Yes, there are cases of political prisoners that have been presented before the Inter-American Commission, normally when they are presented what is requested is a precautionary measure and that the State guarantee the life and personal integrity of that person. And there are also constant petitions and the Commission does so, both to those petitions and ex officio to demand the release of political prisoners in Nicaragua. It has been done in Cuba and Venezuela.

The authorities in Nicaragua have not allowed the entry of international human rights organizations for years. How do you think this impediment could affect the current situation of prisoners of conscience?

Nicaragua’s position has been one of isolation, of separating from the Inter-American System, of not attending the hearings to which it is invited. When a State does not participate and isolates itself, the message it sends is that it is not willing to scrutiny or accountability, which is typical of a democracy. This is an attitude that is detrimental to people who may suffer abuses and human rights violations, because there is simply no possibility of scrutiny, of being able to assume international obligations so that these behaviors are not repeated or stopped.

What is your call to the authorities in Nicaragua that prevent 59 prisoners of conscience from reading or writing in their cells?

The call is for the release of political prisoners and prisoners of conscience, immediate release because they should never have been detained for having a different opinion from the regime.

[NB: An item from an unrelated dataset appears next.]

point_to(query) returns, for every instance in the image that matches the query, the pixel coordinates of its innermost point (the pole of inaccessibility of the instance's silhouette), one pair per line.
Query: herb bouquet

The freedom to express thought, which is also an inherent right of the person, is in a valid democracy, not for having a different opinion they are going to lock me up in a prison, and on that basis is the liberation. The other thing is to make visible that cruel, inhuman, degrading treatment is given, prohibitions to have a Bible, to write and read, are aspects of repression that affect the mental health of detainees and that violate religious freedom.